Allô allô, Houston, on a perdu contact.
D’abord, quand bien même ça ne marcherait pas, la médecine a de quoi nous sauver. Et ne dis pas non, s’il te plait, car le DHAP n’a pas marché pour moi.
Cela dit, à l’hôpital, durant mon BEACOPP, j’étais avec un type sous R-DHAP, et ça a très bien marché pour lui; il est guéri depuis belle lurette.
Ensuite, l’hospitalisation, c’est vraiment un fléau. Mais, soit on se dit: “C’est un fléau, je ne le supporte pas, donc je ne le supporterai pas; ne le supportons pas”, soit on prend le taureau par les cornes (attention de ne pas se rater; ça peut faire mal) et on se demande ce qui pourrait rendre cet enferment moins douloureux. Plusieurs solutions:
- Si tu as un ordinateur portable, investir dans une clé 3G. Ainsi, pendant ton hospitalisation, tu pourrais glander sur Internet, parler à tes amis sur Facebook, voire écrire un blog - ou écrire ici.
- Si tu n’en as pas, il y en a d’occasion à bas coût.
- Prendre des livres avec des images; si tu aimes la BD, c’est le moment d’investir. Si tu aimes la peinture, les catalogues d’exposition, que tu peux acheter sur Amazon et recevoir demain, sont idéaux. Et, si je peux te conseiller un titre, prends “30.000 d’Art”; certes, il coute cher, mais j’ai épuisé avec 2 chimios, sans pouvoir le finir: un objet d’art sur une grande page, avec un petit texte, parfait pour la fatigue de la chimio.
Pleurer, c’est chouette, ça fait dormir. Mais pleurer tout le temps, c’est déconner un peu. Ensuite, que crains-tu, et que tu dis à demi-mot? La mort. Bon - alors d’abord: tu viens de rechuter, et on en est au premier protocole de rechute, donc Houston, on se calme, il y a encore 3 ou 4 protocoles certifiés derrière. Certes, les imaginer n’est pas une partie de plaisir. Mais entre avec envie de vomir 10 jours et vivre 50 ans de plus, ou manger tout heureux pendant que le Crabe me mange, j’ai vite fait de choisir, et toi aussi sans doute.
De plus, quand bien même nous ferions, toi et moi, partie de ces Hodgkin qu’on ne guérit pas (et je me demande d’ailleurs si ça existe, aux USA et en Europe, si tous les Hodgkin ne se guérissent pas, et si les chiffres ne sont pas biaisés par les pays en voie de développement); quand bien même, notre espérance de vie va loin. J’ai vu - moi, j’ai vu, je le jure sur l’honneur - un mec qui avait un cancer généralisé; deux vertèbres en moins; et qui vivait depuis 3 ans une vie presque normale (il devait se rendre chaque semaine à l’hosto, pour 30 minutes).
Donc: on se calme. Ça peut mal finir, on peut nous enterrer avec Hodgkin, mais quand bien même, c’est pas pour demain, ni pour 2016, mais pour bien plus longtemps. Mais, penser à une fin de mauvais goût, alors que tu es au protocole de rattrapage de première ligne!

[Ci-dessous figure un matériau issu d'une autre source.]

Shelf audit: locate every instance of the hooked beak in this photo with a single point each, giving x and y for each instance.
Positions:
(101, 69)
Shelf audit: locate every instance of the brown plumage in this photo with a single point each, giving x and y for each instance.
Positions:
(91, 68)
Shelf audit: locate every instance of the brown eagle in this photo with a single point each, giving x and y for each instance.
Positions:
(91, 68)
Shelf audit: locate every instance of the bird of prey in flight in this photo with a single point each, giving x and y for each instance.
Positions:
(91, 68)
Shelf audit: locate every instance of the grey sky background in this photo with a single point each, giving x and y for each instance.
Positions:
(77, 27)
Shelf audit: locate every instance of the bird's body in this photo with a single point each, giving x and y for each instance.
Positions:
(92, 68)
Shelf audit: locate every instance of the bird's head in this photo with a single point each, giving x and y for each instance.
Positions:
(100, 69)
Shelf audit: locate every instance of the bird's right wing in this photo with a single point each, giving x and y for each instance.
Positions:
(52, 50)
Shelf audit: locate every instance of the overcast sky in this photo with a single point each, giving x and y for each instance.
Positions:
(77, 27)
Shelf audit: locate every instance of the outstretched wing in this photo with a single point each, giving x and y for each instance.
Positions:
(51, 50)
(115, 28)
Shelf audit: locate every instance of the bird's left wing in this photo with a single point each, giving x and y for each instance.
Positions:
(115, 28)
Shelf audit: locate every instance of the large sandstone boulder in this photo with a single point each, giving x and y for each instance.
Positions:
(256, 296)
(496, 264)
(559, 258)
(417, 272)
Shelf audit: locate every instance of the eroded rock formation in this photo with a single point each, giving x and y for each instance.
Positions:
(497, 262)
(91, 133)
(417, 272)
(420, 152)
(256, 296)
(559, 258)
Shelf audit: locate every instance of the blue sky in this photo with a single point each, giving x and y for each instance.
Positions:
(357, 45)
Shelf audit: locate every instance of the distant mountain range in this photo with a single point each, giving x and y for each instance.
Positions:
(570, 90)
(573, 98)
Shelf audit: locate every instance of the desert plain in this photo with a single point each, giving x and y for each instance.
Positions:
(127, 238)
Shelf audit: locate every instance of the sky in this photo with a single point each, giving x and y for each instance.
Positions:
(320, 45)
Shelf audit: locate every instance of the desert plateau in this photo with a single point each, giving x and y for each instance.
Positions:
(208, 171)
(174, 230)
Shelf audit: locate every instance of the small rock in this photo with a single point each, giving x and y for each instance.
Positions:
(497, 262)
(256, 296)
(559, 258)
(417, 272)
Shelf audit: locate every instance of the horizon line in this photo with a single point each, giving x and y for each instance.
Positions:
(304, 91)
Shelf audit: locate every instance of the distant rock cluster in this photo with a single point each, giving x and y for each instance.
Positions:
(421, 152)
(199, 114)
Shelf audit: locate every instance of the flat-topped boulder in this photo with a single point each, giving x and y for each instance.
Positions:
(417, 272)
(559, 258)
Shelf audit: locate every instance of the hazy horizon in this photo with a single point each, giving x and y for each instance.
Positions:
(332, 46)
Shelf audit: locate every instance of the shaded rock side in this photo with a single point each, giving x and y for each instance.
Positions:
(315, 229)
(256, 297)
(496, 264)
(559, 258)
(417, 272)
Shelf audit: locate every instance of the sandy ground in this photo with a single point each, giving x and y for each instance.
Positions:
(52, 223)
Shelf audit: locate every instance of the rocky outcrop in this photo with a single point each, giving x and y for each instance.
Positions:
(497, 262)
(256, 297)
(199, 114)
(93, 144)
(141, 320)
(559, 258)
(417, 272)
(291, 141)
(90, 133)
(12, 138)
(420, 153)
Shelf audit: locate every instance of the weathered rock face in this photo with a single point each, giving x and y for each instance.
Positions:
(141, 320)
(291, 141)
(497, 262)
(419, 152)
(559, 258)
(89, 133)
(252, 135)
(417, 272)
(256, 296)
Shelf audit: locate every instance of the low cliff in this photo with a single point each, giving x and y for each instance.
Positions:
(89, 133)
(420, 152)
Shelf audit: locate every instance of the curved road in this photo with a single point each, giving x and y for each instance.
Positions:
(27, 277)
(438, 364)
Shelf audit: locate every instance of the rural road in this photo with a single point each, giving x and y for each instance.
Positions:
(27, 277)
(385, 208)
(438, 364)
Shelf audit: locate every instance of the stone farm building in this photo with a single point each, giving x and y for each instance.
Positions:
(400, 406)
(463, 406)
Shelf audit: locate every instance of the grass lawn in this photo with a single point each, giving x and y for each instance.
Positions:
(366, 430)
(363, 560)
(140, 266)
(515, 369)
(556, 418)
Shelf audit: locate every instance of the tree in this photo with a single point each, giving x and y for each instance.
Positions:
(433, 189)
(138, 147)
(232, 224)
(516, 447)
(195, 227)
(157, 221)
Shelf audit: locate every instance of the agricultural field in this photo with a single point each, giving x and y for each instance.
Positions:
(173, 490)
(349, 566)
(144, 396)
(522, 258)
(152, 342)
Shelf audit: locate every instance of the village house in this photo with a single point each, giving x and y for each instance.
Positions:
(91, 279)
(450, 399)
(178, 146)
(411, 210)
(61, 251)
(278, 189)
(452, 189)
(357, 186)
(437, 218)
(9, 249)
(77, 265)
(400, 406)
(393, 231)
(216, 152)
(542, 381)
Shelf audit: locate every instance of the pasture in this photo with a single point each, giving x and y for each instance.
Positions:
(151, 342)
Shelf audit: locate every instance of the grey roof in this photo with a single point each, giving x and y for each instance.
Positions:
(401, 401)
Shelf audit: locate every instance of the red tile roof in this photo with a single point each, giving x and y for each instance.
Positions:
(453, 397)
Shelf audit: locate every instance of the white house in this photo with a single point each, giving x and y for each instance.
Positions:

Pour moi, le DHAP n’a pas fonctionné. Eh bien? J’en suis au GVD. S’il ne fonctionne pas, il y a l’IVOP. S’il ça ne fonctionne pas, on tente la greffe. Et si ça ne fonctionne pas… ils ont l’imagination fertile; ils sauront quoi faire.
Alors, Rei76, on respire, on prend un Lexomil, on regarde par la fenêtre en se disant: “Putain, le monde est beau - et c’est tout ce que j’ai” - on profite du moment - et on se garde de lever les yeux trop loin (parce qu’en plus, j’ai un secret: au bout, pour tout le monde, ça va mal, - si si, je t’assure. Nous, on a juste la chance d’avoir un avant-goût de ce que la plupart des gens connaissent à 80 ans, sauf que là, effectivement, tu sais que ça va mal finir - et bientôt. Alors que nous, on a la vie devant nous - plein de protocoles à essayer - et un cancer à vaincre, parce que c’est pas tout, mais c’est pas un amas de cellules mortes qui va nous faire peur, et le cancer, on l’emmerde).
PS: Pour les terreurs, les angoisses que tu éprouves quand tu vas en chimio, demande à ton service d’hématologie, voire à ton médecin référent, de te mettre en contact avec le psychologue du service. Ça peut être utile, non pas de raconter sa petite enfance et la peur que l’on a depuis des bilboquets, mais d’être aiguillonné sur les bonnes questions, et éventuellement d’être médicamenté. Sans les antidépresseurs, ça fait longtemps que mon cerveau aurait bondi de mon crâne comme le diable de sa boite.